L’UE rappelle à ses membres de ne pas tamponner les passeports britanniques après les violations du Brexit

LONDRES – La Commission européenne rappellera aux États membres que les agents des frontières ne devraient pas tamponner les passeports britanniques des citoyens britanniques vivant dans le bloc, une pratique qui va à l’encontre des termes de l’accord de retrait du Brexit.

Les ressortissants britanniques vivant dans l’UE se sont plaints à POLITICO d’avoir fait tamponner leur passeport lors de leur retour dans l’espace Schengen sans visa après la fin de la période de transition du Brexit.

Les responsables britanniques ont soulevé la question mardi lors d’une réunion du comité mixte spécialisé conjoint UE-Royaume-Uni sur les droits des citoyens, qui supervise la mise en œuvre de cette partie de l’accord. En réponse, les fonctionnaires de la Commission ont convenu de rappeler aux pays membres la nécessité de s’assurer que les agents aux frontières sont au courant des nouvelles règles, selon un responsable présent dans la salle.

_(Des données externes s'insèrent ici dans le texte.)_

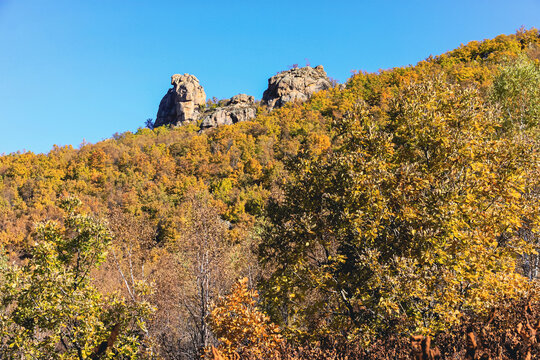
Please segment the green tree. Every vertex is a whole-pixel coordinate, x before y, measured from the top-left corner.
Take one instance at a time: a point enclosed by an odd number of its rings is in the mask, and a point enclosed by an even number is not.
[[[38,224],[29,261],[2,269],[2,358],[133,359],[146,352],[145,319],[152,309],[103,295],[91,284],[111,233],[102,221],[77,213],[79,203],[64,200],[63,224]]]
[[[518,130],[537,127],[540,121],[540,67],[526,55],[501,66],[491,98],[503,110],[504,125]]]
[[[275,321],[305,334],[435,333],[527,286],[532,154],[474,88],[401,85],[383,114],[335,115],[338,146],[300,153],[261,257]]]

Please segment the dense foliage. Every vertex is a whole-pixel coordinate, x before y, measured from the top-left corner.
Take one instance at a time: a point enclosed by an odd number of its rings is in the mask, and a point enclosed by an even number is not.
[[[305,358],[463,335],[538,284],[539,59],[522,29],[253,121],[0,156],[1,351],[88,358],[120,323],[108,356],[263,354],[238,324]]]

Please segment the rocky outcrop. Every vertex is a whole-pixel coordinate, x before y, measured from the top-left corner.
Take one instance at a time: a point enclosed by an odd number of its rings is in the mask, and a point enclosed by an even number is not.
[[[193,75],[173,75],[171,85],[173,87],[159,103],[154,127],[185,125],[202,120],[201,129],[208,129],[251,120],[257,115],[254,97],[246,94],[233,96],[217,108],[206,108],[206,94]],[[263,94],[262,103],[272,110],[288,102],[306,101],[313,93],[330,87],[330,79],[321,65],[295,68],[268,79],[268,89]]]
[[[154,127],[184,125],[200,118],[199,108],[206,104],[206,94],[199,79],[190,74],[171,77],[173,88],[159,103]]]
[[[201,129],[251,120],[256,115],[255,98],[246,94],[236,95],[230,98],[225,106],[209,111],[203,119]]]
[[[262,102],[269,110],[279,108],[288,102],[306,101],[313,93],[332,87],[322,65],[315,68],[306,66],[283,71],[268,79],[268,89]]]

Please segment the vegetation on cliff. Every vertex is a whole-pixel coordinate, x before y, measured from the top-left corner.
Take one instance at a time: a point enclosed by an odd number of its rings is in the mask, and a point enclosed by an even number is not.
[[[103,356],[382,358],[410,335],[450,356],[482,321],[485,344],[509,327],[522,345],[539,61],[538,30],[519,30],[251,121],[1,156],[0,356],[96,357],[116,324]]]

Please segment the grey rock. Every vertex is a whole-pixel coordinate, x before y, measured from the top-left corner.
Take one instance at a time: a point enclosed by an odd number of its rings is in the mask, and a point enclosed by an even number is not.
[[[268,109],[279,108],[288,102],[306,101],[314,93],[332,87],[322,65],[306,66],[283,71],[268,79],[262,102]]]
[[[255,98],[246,94],[235,95],[227,105],[210,110],[204,117],[201,129],[220,125],[232,125],[240,121],[253,119],[257,115]]]
[[[175,74],[171,77],[173,87],[159,103],[154,127],[184,125],[197,121],[200,106],[206,103],[206,94],[199,79],[190,74]]]

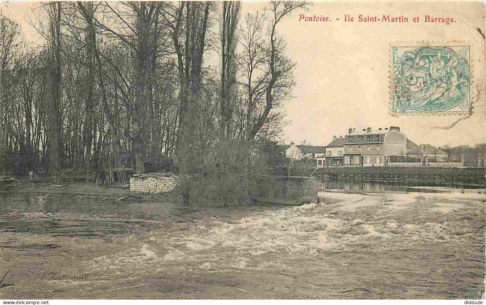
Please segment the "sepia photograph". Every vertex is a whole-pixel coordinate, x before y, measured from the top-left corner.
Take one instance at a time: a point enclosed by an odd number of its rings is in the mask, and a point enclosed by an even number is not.
[[[483,304],[485,16],[0,1],[2,304]]]

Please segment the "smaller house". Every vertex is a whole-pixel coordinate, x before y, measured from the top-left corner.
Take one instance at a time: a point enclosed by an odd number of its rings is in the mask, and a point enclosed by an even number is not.
[[[318,167],[324,166],[339,166],[343,165],[343,153],[344,151],[344,138],[341,136],[337,137],[332,137],[332,141],[326,147],[326,157],[322,165]]]
[[[292,160],[315,159],[323,163],[326,156],[326,146],[296,145],[293,142],[285,150],[285,157]]]
[[[407,156],[411,158],[421,159],[428,156],[430,160],[441,162],[447,161],[447,153],[440,148],[436,148],[429,144],[420,144],[408,151]]]

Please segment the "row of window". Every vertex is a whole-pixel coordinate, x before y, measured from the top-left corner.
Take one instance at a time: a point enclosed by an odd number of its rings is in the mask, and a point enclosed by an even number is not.
[[[335,157],[336,156],[333,156],[332,155],[332,151],[327,151],[327,153],[328,153],[327,156],[328,157],[332,157],[332,156]],[[342,157],[343,156],[343,151],[337,151],[337,156],[338,157]]]
[[[361,146],[345,146],[345,153],[361,153],[361,152],[380,152],[380,146],[367,146],[366,151],[362,151]]]
[[[350,164],[361,164],[362,163],[364,164],[371,164],[373,165],[374,164],[381,164],[382,162],[383,157],[382,156],[376,157],[376,156],[371,156],[369,157],[361,157],[361,158],[360,157],[357,157],[355,158],[353,156],[349,157]]]
[[[373,136],[366,136],[366,140],[367,140],[368,142],[371,142],[372,140],[372,139],[373,139]],[[380,136],[376,136],[376,137],[375,138],[376,139],[376,141],[377,142],[380,142]],[[354,137],[353,136],[349,136],[349,143],[353,143],[353,141],[354,140]],[[361,143],[363,141],[363,136],[358,136],[358,142],[357,142],[356,143]]]

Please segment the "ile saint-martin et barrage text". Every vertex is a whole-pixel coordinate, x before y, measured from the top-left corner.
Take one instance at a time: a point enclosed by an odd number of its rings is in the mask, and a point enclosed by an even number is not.
[[[332,19],[329,16],[324,15],[306,16],[303,14],[299,15],[298,21],[308,22],[330,22]],[[430,15],[425,15],[423,17],[417,16],[413,17],[405,17],[403,16],[392,16],[390,15],[383,15],[381,18],[378,16],[364,16],[360,15],[357,17],[349,15],[345,15],[344,18],[336,18],[335,20],[343,20],[346,22],[429,22],[434,23],[444,23],[446,25],[454,23],[455,19],[452,17],[434,17]]]

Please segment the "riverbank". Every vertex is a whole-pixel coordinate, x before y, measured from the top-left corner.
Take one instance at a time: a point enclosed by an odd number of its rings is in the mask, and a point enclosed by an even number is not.
[[[2,208],[0,272],[10,270],[5,280],[15,284],[0,298],[475,299],[484,291],[483,194],[326,193],[320,204],[204,210],[99,198],[91,214],[49,205],[66,195],[35,196],[29,207],[44,198],[36,214]],[[23,232],[5,230],[21,220]],[[39,221],[55,229],[34,230]],[[83,230],[92,234],[76,233]]]

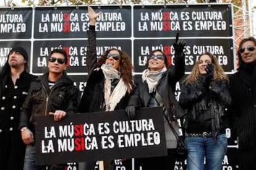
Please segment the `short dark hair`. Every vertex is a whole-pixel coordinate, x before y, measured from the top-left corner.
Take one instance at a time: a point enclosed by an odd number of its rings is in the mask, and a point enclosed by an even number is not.
[[[50,56],[51,56],[51,55],[53,55],[53,53],[61,53],[61,54],[63,54],[63,56],[64,56],[65,64],[67,64],[67,53],[66,53],[66,51],[63,49],[56,48],[56,49],[53,49],[53,51],[51,51]]]

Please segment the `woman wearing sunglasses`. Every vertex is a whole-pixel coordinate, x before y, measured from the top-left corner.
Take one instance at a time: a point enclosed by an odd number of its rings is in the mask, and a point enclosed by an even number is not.
[[[166,54],[160,49],[153,51],[148,57],[146,69],[142,72],[141,79],[137,80],[134,93],[129,101],[126,111],[130,119],[136,118],[135,108],[163,106],[164,119],[166,147],[166,156],[142,158],[143,169],[174,169],[176,162],[176,138],[168,121],[171,121],[177,130],[177,119],[183,116],[183,111],[174,96],[175,85],[184,75],[185,62],[183,50],[186,43],[178,41],[173,45],[175,49],[175,66],[168,68]],[[159,116],[164,116],[159,113]],[[166,119],[168,120],[166,120]]]
[[[222,169],[228,148],[224,110],[231,103],[228,82],[217,58],[207,52],[182,84],[179,101],[187,111],[184,127],[188,169]]]
[[[129,56],[117,49],[106,50],[97,61],[95,23],[101,12],[88,6],[90,20],[87,64],[88,79],[78,108],[79,113],[124,109],[132,91],[132,66]],[[80,163],[82,164],[82,163]],[[94,169],[94,164],[88,163]],[[113,170],[114,161],[104,161],[104,169]],[[83,169],[80,168],[79,169]]]
[[[239,67],[230,79],[231,122],[237,121],[239,169],[256,169],[256,40],[242,40],[237,56]]]

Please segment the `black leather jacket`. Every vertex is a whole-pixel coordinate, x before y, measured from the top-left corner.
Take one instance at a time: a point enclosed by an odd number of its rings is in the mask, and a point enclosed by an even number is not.
[[[207,131],[215,135],[223,132],[227,125],[223,121],[225,107],[231,101],[228,83],[224,80],[208,83],[205,77],[200,76],[193,83],[182,85],[179,102],[187,111],[187,132]]]
[[[171,121],[176,121],[184,114],[174,96],[175,85],[185,72],[184,54],[182,53],[181,56],[176,55],[174,59],[175,66],[167,70],[156,85],[156,91],[163,99]],[[135,107],[147,107],[151,97],[149,93],[148,86],[146,82],[142,82],[142,79],[138,80],[136,85],[128,104]]]
[[[30,85],[20,113],[19,128],[27,126],[34,132],[35,117],[48,116],[49,112],[63,110],[67,116],[74,113],[78,103],[78,90],[64,73],[49,88],[48,72],[40,76]]]
[[[89,45],[87,53],[87,65],[89,78],[83,90],[77,111],[79,113],[105,111],[104,82],[105,78],[100,68],[96,68],[95,26],[90,25],[87,32]],[[115,108],[124,109],[127,106],[129,93],[127,92]]]

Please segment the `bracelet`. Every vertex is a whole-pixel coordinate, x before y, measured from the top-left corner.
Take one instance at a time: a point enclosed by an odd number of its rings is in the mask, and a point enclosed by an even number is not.
[[[25,130],[28,130],[28,128],[27,128],[27,127],[23,127],[20,129],[20,132],[22,133],[23,132],[24,132]]]

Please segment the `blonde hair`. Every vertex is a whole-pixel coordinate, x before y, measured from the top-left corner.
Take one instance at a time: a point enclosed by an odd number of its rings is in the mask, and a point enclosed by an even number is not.
[[[201,57],[203,55],[207,55],[211,59],[211,63],[213,65],[213,80],[226,80],[227,82],[228,82],[229,80],[228,75],[224,72],[223,69],[222,68],[221,66],[219,64],[218,59],[211,53],[209,52],[206,52],[203,54],[201,54],[199,56],[197,62],[193,67],[190,74],[189,74],[184,80],[186,83],[191,84],[198,80],[199,76],[200,75],[198,66],[199,61]]]

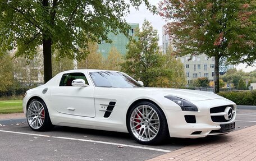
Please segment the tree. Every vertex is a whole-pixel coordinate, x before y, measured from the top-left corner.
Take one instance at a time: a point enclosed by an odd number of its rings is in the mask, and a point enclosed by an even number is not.
[[[122,55],[117,49],[113,47],[108,53],[107,59],[104,61],[104,69],[108,70],[120,71],[121,64],[123,62]]]
[[[98,53],[98,45],[96,43],[90,42],[88,44],[89,53],[85,59],[78,62],[78,68],[84,69],[104,69],[103,57],[101,53]],[[83,52],[83,49],[81,52]]]
[[[32,58],[43,45],[44,82],[52,77],[52,51],[61,58],[80,60],[88,52],[90,40],[111,42],[107,34],[118,30],[127,35],[129,26],[124,17],[130,6],[138,8],[148,0],[0,1],[0,51],[17,48],[16,56]]]
[[[159,15],[179,55],[205,54],[215,58],[215,92],[219,63],[252,65],[256,59],[255,1],[162,0]]]
[[[244,80],[243,79],[240,79],[238,83],[237,89],[238,90],[244,90],[246,88]]]
[[[12,59],[8,53],[0,56],[0,92],[3,93],[11,88],[13,83]]]
[[[138,40],[133,39],[127,45],[122,70],[148,86],[163,75],[164,58],[159,52],[157,30],[149,21],[144,20],[141,31],[136,29],[135,36]]]
[[[195,87],[208,87],[210,81],[207,77],[201,77],[195,79],[193,81],[194,86]]]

Les responsables britanniques se sont également inquiétés du rythme différent auquel les ressortissants britanniques sont enregistrés en tant que résidents à travers l’UE, avec de grandes différences même entre les régions du même pays, a déclaré le responsable.

La réunion, la première à avoir eu lieu depuis la fin de la période de transition du Brexit, a également couvert les difficultés auxquelles certains ressortissants de l’UE vivant en Grande-Bretagne sont confrontés pour prouver leur résidence lorsqu’ils postulent au programme de règlement européen du Royaume-Uni (EUSS) et pour démontrer leurs droits, selon à une déclaration publiée conjointement par le gouvernement britannique et la Commission.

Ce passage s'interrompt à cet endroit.